A similar set of problems occurred at the TEPCO-run Fukushima Daiichi nuclear power plant in Japan in 2011, although the lion’s share of blame for this disaster can be put on the somewhat lax regulatory culture surrounding nuclear power at the time as well as TEPCO’s slow-walking of crucial updates to the plant. Because Japan is a nation with a lot of seismic activity, installations such as power plants are required to be built and modified to withstand natural events such as earthquakes. The Fukushima plant had been built with these concerns in mind when it was opened in 1971, but as time went on, the Japanese government became more concerned with the likelihood of both more powerful earthquakes and more powerful tsunamis as a result. These well founded concerns led to a series of studies of the nuclear plants in Japan, particularly those located in coastal areas, such as the Fukushima Daiichi plant. Fukushima was specifically told to retrofit its earthquake and tsunami protection as far back as 2006. While the plant was reinforced against earthquakes and had a sea wall, these were all built to outdated guidelines from the 1970s. For instance, the approximately 20 foot sea wall was deemed inadequate, but was never altered. The tsunami waves reached heights over 40 feet. By 2011, TEPCO was promising to have the retrofits at least started by 2016, which would be nearly a decade after they were warned to make them. (There were other issues that affected the response to the accident, and I highly recommend Mahaffey’s book for more details.)

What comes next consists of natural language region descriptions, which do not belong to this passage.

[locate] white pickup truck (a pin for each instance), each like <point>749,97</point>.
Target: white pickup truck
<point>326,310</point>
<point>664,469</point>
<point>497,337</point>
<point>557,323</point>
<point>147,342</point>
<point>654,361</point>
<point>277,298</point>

In its report, the National Diet of Japan Fukushima Nuclear Accident Independent Investigation Commission said the following about the plant: “the environment far exceeded conditions set by the design.” I found that to be a really profound statement, and one which could be applied to NASA with regard to the Challenger and Columbia shuttle disasters. Of course, one cannot predict the future – no one can be certain that an earthquake will hit or that your memo won’t be read. But one can prepare and establish an organizational culture that is clear eyed about the nature of the work being done and whether your present “design” is sufficient for your environment.

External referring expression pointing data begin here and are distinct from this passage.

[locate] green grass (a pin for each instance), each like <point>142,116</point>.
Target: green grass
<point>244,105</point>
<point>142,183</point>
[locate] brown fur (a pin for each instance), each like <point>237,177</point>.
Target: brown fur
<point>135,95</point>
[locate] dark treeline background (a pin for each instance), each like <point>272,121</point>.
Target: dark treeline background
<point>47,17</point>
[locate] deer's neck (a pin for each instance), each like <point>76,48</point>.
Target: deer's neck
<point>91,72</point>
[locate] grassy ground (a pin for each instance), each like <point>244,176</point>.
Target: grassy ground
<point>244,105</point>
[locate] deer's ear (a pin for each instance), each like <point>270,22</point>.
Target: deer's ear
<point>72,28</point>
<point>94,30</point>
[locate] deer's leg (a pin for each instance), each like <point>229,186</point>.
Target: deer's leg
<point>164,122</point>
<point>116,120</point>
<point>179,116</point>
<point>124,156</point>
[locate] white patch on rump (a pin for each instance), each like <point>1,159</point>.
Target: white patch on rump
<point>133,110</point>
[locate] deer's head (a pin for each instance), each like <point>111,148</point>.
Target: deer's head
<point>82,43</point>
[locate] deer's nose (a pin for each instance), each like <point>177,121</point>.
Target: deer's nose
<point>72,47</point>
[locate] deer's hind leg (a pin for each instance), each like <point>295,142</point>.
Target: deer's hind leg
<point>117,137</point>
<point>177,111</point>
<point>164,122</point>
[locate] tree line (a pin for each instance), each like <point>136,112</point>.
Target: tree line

This could be relevant for academia, as well – are we really considering whether our current model is appropriate for the current environment? What are we offering our current students? Is it an outdated design? What would it take to get back in sync with the environment on our campus? Are we doing things that are maybe not healthy because there are no specific regulations telling us not to? We shouldn’t succumb to an inadequate organizational culture just because no one is pushing us to change. Why don’t we take charge of the environment and find way to solve problems and move forward that don’t just repeat last year’s ideas? This is certainly easier said, perhaps, than done, but it doesn’t mean we can’t try.